しかればいまの代の海人山人日々に魚鹿等をころし、源家平家等の兵士等のとしどしに合戦をなす人々は父母をころさねばよも無間地獄には入り候はじ。便宜候はば法華経を信じて、たまたま仏になる人も候らん。今の天台座主・東寺・御室・七大寺の検校・園城寺の長吏等の真言師竝に禅宗・念仏者・律宗等は、眼前には法華経を信じよむににたれども、其の根本をたづぬれば弘法大師・慈覚大師・智証大師・善導・法然等が弟子也。源にごりぬれば流れきよからず。天くもれば地くらし。父母謀反をおこせば妻子ほろぶ。山くづるれば草木たふるならひなれば、日本六十六ヶ国の比丘比丘尼等の善人等皆無間地獄に堕つべき也。
されば今の代には地獄に堕つるものは悪人よりも善人、善人よりも僧尼、僧尼よりも持戒にて智慧かしこき人々の阿鼻地獄へは堕ち候也。
此の法門は当世日本国に一人もしり(知)て候人なし。

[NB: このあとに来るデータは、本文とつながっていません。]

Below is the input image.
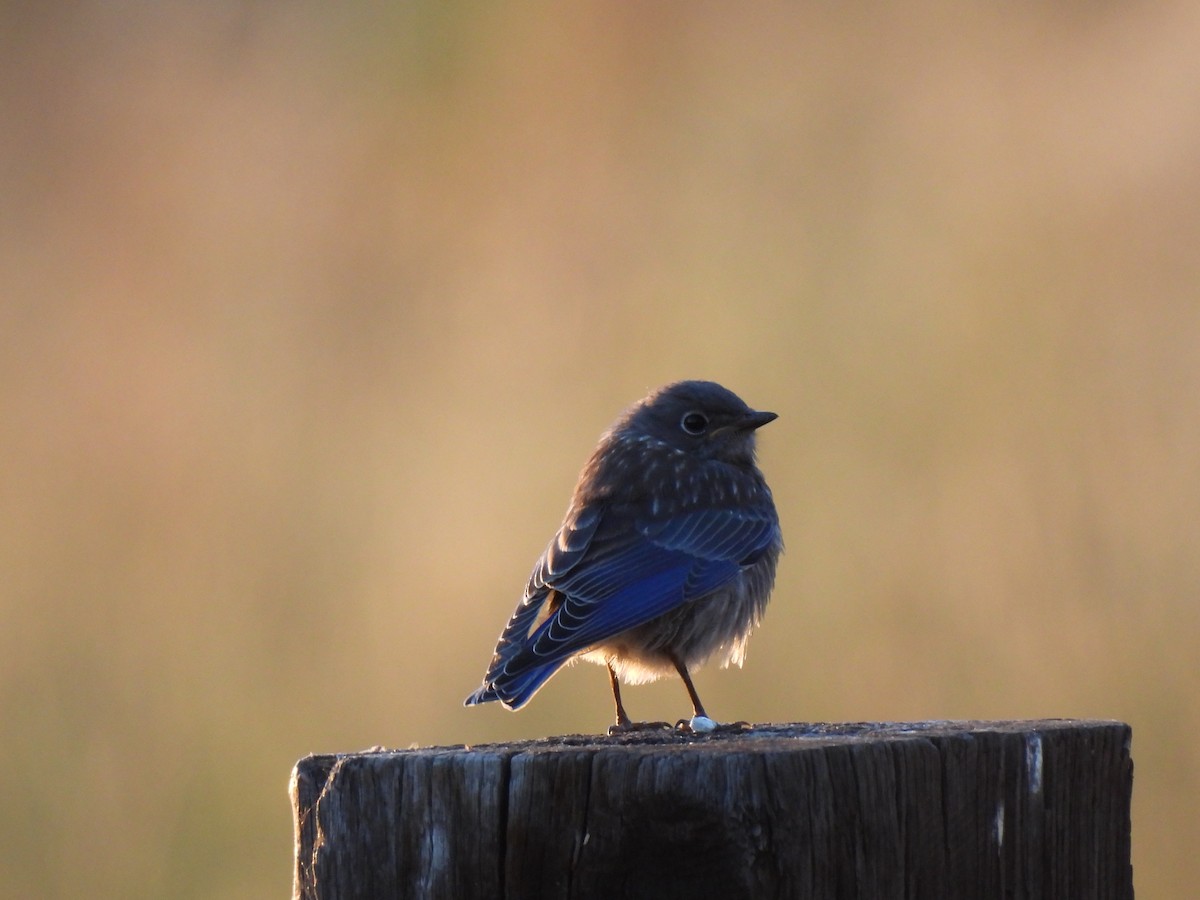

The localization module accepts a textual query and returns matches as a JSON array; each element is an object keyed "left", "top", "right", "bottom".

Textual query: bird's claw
[{"left": 608, "top": 722, "right": 671, "bottom": 737}]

ただ日蓮一人計りにて候へば、此れを知て申さずは日蓮無間地獄に堕ちてうかぶご(期)なかるべし。譬へばむほんの物をしりながら国主へ申さぬとが(失)あり。申せばかたき雨のごとし風のごとし。むほんのもののごとし。海賊山賊のもののごとし。かたがたしのびがたき事也。例せば威音王仏の末の不軽菩薩の如し。歓喜仏のすえの覚徳比丘のごとし。天台のごとし。伝教のごとし。

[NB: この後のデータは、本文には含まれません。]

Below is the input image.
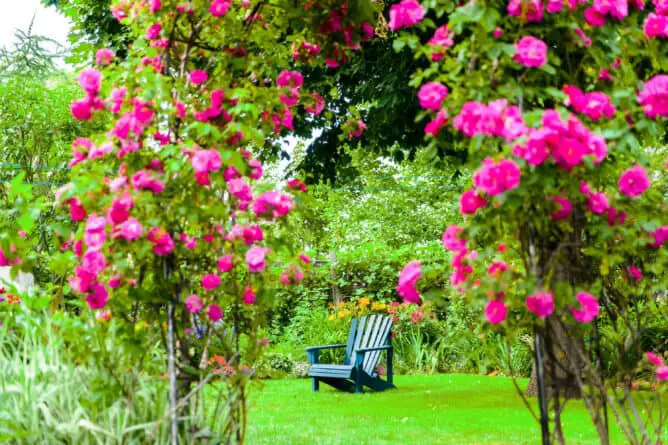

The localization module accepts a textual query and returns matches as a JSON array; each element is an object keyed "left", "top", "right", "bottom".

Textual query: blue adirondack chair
[{"left": 306, "top": 315, "right": 395, "bottom": 392}]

又かの人々よりもかたきすぎたり。かの人々は諸人ににくまれたりしかどもいまだ国主にあだまれず。これは諸人よりは国主にあだまるる事父母のかたきよりもすぎたるをみよ。かゝるふしぎの者をふびんとて御くやう候は、日蓮が過去の父母歟。又先世の宿習歟。おぼろげの事にはあらじ。

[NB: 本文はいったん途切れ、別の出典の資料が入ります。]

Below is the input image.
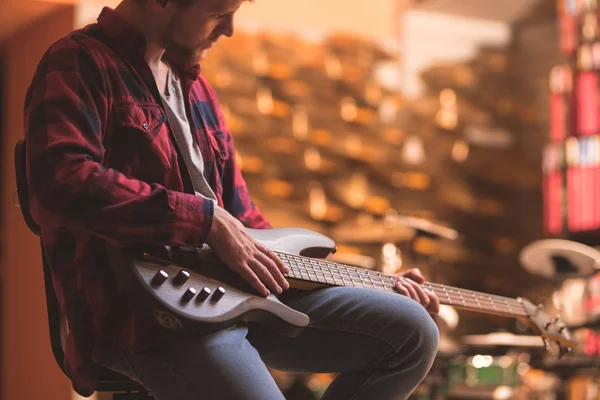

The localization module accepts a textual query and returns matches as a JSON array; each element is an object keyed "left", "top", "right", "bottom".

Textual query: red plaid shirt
[{"left": 25, "top": 8, "right": 269, "bottom": 396}]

其の上雨ふり、かぜふき、人のせい(制)するにこそ心ざしはあらわれ候へ。此れも又かくのごとし。ただなる時だにも、するが(駿河)とかい(甲斐)とのさかいは山たかく、河はふかく、石をゝく、みちせばし。いわうやたうじ(当時)はあめはしの(篠)をたてゝ三月(みつき)にをよび、かわゝまさりて九十日。やまくづれ、みちふさがり、人もかよはず、かつて(糧)もたへて、いのちかうにて候つるに、このすゞの物たまわりて法華経の御こへ(声)をもつぎ、釈迦仏の御いのちをもたすけまいらせ給ひぬる御功徳、たゞをしはからせ給ふべし。くはしくは又々申すべし。恐々。
七月七日 日 蓮 花押
御返事此法門は当世日本国に一人もしり(知)て候人なし。ただ日蓮一人計にて候へば、此れを知て申さずは《日蓮無》間地獄に堕てうかぶご(期)なかるべし。譬へばむほんの物をしりながら国主へ申さぬとが(失)あり。